最大の壁はあがり性と決めつけていること
人は慣れていない場面に置かれると、特に緊張するんよね。例えば、ギター持ってるとガンガン演奏できるのに、ギターを持たないときは、緊張してしゃべることもできないとか、役者さんがセリフのあるときはぶわーっとしゃべれるのに、セリフのないフリートークになった瞬間、緊張するとかね。いつもは10人の前でしゃべっている人が1000人の前に出ると緊張するとか。それらは、その人にとって非日常で、普段と違うからやね。
だから、とにかく演じる! 今まで恥ずかしがってた自分じゃないと思って変身するんよ。

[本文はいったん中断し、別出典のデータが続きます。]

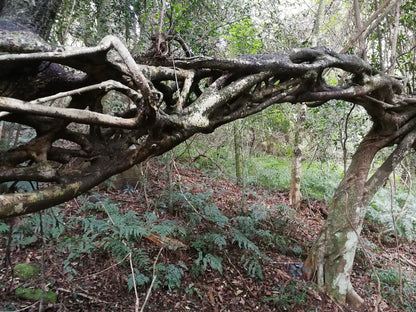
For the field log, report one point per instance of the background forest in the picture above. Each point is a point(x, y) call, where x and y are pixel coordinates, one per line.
point(224, 221)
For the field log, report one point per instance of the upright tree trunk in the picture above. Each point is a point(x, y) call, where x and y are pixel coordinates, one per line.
point(36, 16)
point(295, 196)
point(332, 255)
point(238, 154)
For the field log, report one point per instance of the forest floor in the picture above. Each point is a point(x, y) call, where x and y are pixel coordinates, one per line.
point(101, 281)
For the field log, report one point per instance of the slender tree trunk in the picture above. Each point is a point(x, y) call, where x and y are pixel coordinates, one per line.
point(395, 34)
point(36, 16)
point(332, 255)
point(295, 196)
point(238, 155)
point(358, 26)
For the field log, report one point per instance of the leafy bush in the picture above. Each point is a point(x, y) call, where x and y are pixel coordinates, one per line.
point(379, 211)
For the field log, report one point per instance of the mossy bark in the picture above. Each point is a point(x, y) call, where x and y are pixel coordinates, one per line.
point(331, 258)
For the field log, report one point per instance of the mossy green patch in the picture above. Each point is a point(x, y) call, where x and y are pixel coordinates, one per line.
point(36, 294)
point(26, 270)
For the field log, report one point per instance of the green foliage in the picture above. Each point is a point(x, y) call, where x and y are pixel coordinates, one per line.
point(243, 38)
point(203, 260)
point(268, 171)
point(404, 211)
point(390, 282)
point(36, 294)
point(26, 270)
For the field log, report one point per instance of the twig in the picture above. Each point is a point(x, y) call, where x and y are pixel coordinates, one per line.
point(23, 309)
point(153, 280)
point(102, 271)
point(137, 303)
point(82, 295)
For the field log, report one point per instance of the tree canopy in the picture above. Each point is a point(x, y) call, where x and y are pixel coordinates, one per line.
point(61, 93)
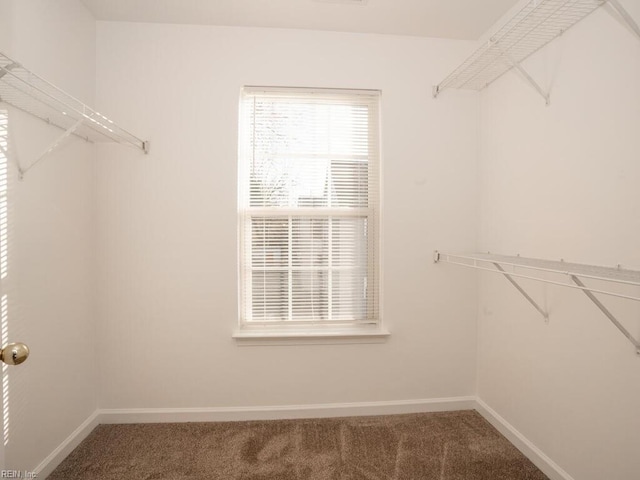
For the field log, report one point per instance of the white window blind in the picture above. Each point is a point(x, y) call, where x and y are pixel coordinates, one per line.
point(309, 206)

君の最大の壁は「自分があがり性や」と決めつけてしまっていること。「苦手です」と言葉にしたり、思い込んだ瞬間、実際に全身の筋肉が緊張しだし、身も心も苦手モードになってしまうんよね。
コンビニだってメイドカフェだって、店に行って制服を来てアルバイトとして演じているから、決まったサービストークと笑顔ができる。つまり君も会社の営業のスタッフという役を演じて、どういうストーリーかを描き、どういうシナリオを書いて演じるか、自分で練習を重ねたり努力をする必要があるんよね。その努力をすると小さな自信が芽生えてくる。それで一回成功すると、自信の芽がぐっと伸びるから、後はどんどんその芽を伸ばせばいい。

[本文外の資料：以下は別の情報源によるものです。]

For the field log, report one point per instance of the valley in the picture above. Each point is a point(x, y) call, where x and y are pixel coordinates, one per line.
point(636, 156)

こんなによくしゃべる仕事をしている僕でも、初めての仕事は緊張するし、たとえ非日常じゃなくても緊張するんよ。僕は出たとこ勝負の生放送ばかりやから「うまくいくかな」と、毎回緊張してるんですよね。ミュージシャンだって、ライブは毎回ものすごく緊張して怖いって聞くからね。だから君だけやないんよね。
自分に集中する、そして緊張の空気を破る
緊張を抑える方法は、自分に集中すること。「人前に出たらみんなのことをじゃがいもと思え」とか、「人って字を手のひらに書いて呑み込め」って言うでしょ。それは外側のことに気を取られずに、自分自身に集中しろって意味なんよね。ここは居酒屋や、と思って人前に出るのもいい。居酒屋やったら周りを気にせずしゃべれるでしょう? 要はじゃがいもとか居酒屋とか、そう思おうとしている自分に神経を集中させればいいんよね。集中させる方法は人それぞれなんです。

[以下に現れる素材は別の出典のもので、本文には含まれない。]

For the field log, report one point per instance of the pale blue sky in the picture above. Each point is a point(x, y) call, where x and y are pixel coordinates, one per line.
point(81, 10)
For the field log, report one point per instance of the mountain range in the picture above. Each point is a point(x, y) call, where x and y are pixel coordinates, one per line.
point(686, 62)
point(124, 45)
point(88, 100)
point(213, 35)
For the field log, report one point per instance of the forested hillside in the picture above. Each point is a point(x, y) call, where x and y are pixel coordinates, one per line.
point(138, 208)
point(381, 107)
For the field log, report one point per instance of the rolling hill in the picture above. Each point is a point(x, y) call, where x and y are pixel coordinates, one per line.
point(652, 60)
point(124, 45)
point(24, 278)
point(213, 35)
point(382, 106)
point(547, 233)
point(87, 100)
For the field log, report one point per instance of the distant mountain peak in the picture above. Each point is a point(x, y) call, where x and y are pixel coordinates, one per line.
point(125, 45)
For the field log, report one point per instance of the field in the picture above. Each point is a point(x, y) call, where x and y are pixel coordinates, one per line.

あと「緊張の空気をぶち破る」って方法がある。例えば、高校球児のピッチャーが、大観衆の中でものすごく緊張してる甲子園での第一球目、たまにわざと初球をバックネットの上のほうに向かって大きく外して投げる。それを見た大観衆が「わーっ」って驚くことで、ある種の開き直りができて「観衆は自分のもの、こっちの勝ちや」と思えるようにする。それと同じで、硬くならないように、人と会ったときの第一声は「どうも!こんにちは!」って、大きい声でぶつかって、空気をぶち破る。それができれば、そのままのテンションをキープすることに集中すればいいと思うよ。苦手意識を取り除くというよりは、少しずつでいいから自信の芽を育てて、大きくなった自信で苦手意識を包んでしまえ〜!って感じやね。